A Rabobank, por meio de seu estrategista sênior dos EUA, Philip Marey, observa que Kevin Warsh pode inicialmente evitar defender cortes imediatos de juros, preferindo estabelecer uma estrutura analítica para justificar a retomada da política de flexibilização monetária mais adiante em 2026.

Marey destaca a natureza de choque de oferta da inflação atual, a importância de expectativas ancoradas e o controverso argumento de produtividade impulsionada por IA de Warsh, que vários membros do FOMC supostamente duvidam.

“Uma abordagem sensata para Warsh seria se abster de pressionar por cortes de juros em junho e julho, mas, em vez disso, introduzir a estrutura analítica que permitirá ao FOMC retomar seu caminho pré-guerra de cortes de juros mais tarde no ano”, afirma Marey.

Se a atual alta da inflação for puramente um choque de oferta, o Fed deve ser capaz de olhar além dos números altos de inflação e focar na inflação básica e nas expectativas de inflação. Se a inflação básica subir substancialmente e as expectativas se desancorarem, as pressões inflacionárias podem se tornar persistentes.

No entanto, se houver apenas um aumento modesto na inflação básica e as expectativas de inflação de longo prazo permanecerem estáveis, o Fed poderia retomar seu caminho pré-guerra de taxas de juros, que estava em declínio.

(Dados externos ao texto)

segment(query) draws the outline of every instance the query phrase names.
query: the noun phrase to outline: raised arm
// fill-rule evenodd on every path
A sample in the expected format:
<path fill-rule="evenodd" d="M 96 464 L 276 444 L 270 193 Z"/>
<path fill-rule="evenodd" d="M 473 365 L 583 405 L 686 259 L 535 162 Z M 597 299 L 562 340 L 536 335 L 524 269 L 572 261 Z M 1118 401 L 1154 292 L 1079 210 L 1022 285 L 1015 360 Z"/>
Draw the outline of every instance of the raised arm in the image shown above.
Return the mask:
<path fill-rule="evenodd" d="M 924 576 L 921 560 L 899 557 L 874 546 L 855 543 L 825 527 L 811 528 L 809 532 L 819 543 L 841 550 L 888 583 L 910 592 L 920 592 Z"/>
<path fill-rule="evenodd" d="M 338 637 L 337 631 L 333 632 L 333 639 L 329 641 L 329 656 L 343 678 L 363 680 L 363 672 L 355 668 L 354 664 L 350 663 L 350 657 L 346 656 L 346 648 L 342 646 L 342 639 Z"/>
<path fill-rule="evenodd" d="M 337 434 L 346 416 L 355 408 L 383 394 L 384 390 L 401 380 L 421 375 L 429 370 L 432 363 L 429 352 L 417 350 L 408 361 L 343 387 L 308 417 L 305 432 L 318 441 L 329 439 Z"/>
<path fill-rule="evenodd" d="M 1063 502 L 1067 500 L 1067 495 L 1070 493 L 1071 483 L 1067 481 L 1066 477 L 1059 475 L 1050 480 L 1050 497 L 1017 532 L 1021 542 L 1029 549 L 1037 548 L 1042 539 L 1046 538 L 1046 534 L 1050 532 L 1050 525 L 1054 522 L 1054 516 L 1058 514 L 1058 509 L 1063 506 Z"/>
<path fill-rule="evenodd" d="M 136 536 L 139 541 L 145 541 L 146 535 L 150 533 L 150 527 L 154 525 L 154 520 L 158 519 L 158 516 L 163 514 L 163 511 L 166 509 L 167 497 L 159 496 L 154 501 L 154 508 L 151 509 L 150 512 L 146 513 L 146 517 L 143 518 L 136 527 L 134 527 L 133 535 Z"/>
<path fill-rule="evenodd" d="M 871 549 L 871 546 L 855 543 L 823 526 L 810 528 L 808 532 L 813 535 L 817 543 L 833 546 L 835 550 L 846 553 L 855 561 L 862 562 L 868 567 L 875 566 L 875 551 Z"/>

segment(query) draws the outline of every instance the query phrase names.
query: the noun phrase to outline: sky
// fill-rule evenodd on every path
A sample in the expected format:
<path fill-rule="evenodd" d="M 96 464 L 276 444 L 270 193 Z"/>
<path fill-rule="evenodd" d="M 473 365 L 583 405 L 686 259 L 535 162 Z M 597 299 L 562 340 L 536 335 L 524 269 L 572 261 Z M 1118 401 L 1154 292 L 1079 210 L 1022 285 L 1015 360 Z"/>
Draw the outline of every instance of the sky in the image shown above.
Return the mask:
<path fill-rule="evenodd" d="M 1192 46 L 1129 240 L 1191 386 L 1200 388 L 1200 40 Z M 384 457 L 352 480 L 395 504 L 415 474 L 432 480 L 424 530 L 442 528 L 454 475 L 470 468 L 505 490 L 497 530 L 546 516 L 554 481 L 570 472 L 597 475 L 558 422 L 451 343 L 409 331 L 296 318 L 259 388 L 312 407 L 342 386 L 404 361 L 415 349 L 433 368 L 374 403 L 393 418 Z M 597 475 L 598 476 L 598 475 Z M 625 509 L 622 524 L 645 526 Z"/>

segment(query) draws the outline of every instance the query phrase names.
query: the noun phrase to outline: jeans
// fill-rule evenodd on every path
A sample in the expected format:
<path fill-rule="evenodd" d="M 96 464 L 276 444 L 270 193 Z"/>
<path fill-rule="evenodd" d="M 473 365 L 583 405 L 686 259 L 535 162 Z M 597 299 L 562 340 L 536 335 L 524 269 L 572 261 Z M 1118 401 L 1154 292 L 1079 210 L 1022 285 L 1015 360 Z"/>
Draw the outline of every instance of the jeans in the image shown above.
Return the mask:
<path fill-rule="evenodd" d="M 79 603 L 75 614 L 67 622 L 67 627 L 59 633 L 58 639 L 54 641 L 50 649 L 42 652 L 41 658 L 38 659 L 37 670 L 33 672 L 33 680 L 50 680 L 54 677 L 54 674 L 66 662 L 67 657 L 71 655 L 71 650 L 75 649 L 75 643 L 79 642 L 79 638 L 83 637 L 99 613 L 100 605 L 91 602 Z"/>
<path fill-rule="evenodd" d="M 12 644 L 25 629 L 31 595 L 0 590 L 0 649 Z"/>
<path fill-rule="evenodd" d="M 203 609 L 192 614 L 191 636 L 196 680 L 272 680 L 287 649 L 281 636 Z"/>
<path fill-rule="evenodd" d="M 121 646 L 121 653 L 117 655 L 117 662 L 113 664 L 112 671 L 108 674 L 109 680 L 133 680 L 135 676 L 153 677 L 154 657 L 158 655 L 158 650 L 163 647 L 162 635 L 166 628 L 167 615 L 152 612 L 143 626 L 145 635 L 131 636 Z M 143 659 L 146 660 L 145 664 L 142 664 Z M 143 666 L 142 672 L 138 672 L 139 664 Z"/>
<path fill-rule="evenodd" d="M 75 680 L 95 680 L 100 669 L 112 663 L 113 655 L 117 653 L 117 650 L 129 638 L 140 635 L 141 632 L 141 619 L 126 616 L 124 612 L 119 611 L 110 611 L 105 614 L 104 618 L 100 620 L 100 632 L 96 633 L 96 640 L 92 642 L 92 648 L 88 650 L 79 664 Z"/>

O FOMC parece suscetível a esse argumento. Powell mencionou que olhar para a inflação causada pelo choque de preços da energia dependeria de expectativas ancoradas e do fato de a inflação estar acima da meta há cinco anos.

Warsh pode ter mais dificuldade em vender seu argumento de IA para cortes de juros. Ele acredita que o impulso à produtividade causado pela inteligência artificial superará o aumento da demanda agregada e, portanto, reduzirá as pressões inflacionárias.